EU Procurement - Abnormally Low Tenders
On 18 April 2016 the Public Contracts (Scotland) Regulations 2015 came into force. As part of our Construction Matters series, we are looking at the implications of the new regulations for contractors/ suppliers working with the public sector. This week we are looking at the issue of abnormally low tenders.
What’s the issue?
If a contracting authority receives a tender which is abnormally low, it can, ultimately, reject that tender.
Are there any steps which the contracting authority must take before it can reject a tender?
Yes. The contracting authority must seek an explanation from the tenderer as regards why the price proposed in the tender submission appears to be abnormally low.
What possible justifications might there be for an abnormally low tender?
The 2015 Regulations specify a number of possible explanations for an apparently abnormally low tender price as follows:
- The economics of the manufacturing process, of the services provided or of the construction method;
- The technical solutions chosen or any exceptionally favourable conditions available to the tenderer for the execution of the works or for the supply of the products or services;
- The originality of the works, supplies or services proposed by the tenderer;
- Non-compliance with obligations relating to environmental, social and labour laws established by EU law, national law, collective agreements or by international environmental, social and labour law provisions;
- Non-compliance with obligations relating to the proposed award of sub-contracts by the tenderer;
- The possibility of the tenderer obtaining state aid.
When can the contracting authority reject the tender?
The contracting authority must first assess the information provided by the tenderer.

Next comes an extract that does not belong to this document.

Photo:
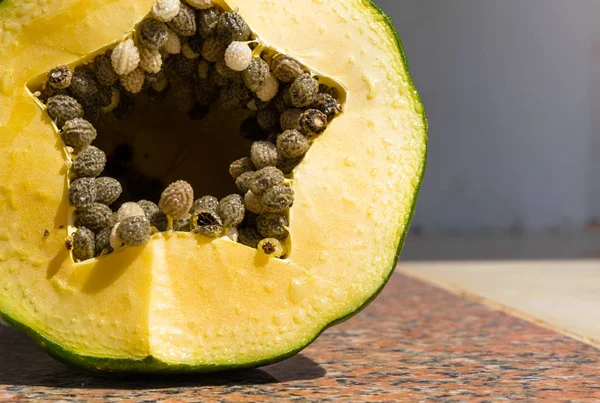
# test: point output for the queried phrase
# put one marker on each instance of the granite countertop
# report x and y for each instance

The Regulations state that the contracting authority:
- must reject the tender where the authority has established that the tender is abnormally low because the tenderer does not comply with the applicable obligations relating to environmental, social and labour law referred to above;
- may reject the tender if it determines that the tender is abnormally low because the tenderer has obtained state aid and, after consultation with the tenderer, the tenderer is unable to prove within a sufficient period of time fixed by the contracting authority, that the aid in question is compatible with the EU Treaty provisions relating to state aid; and
- may reject the tender where the explanations given and any evidence supplied do not satisfactorily account for the low level of price or cost proposed, taking into account the possible explanations referred to above.
What is meant by an abnormally low tender?
There is no definition in the Regulations of an abnormally low tender, but in practice, it will be identified where the tenderer’s price is significantly lower than other tenderers. Clearly, when preparing tender submissions, tenderers will want to ensure that they can substantiate the price tendered having regard to the possible explanations referred to above. Otherwise, tenderers which submit what may be perceived to be a “too good to be true” price may find that their tender is rejected.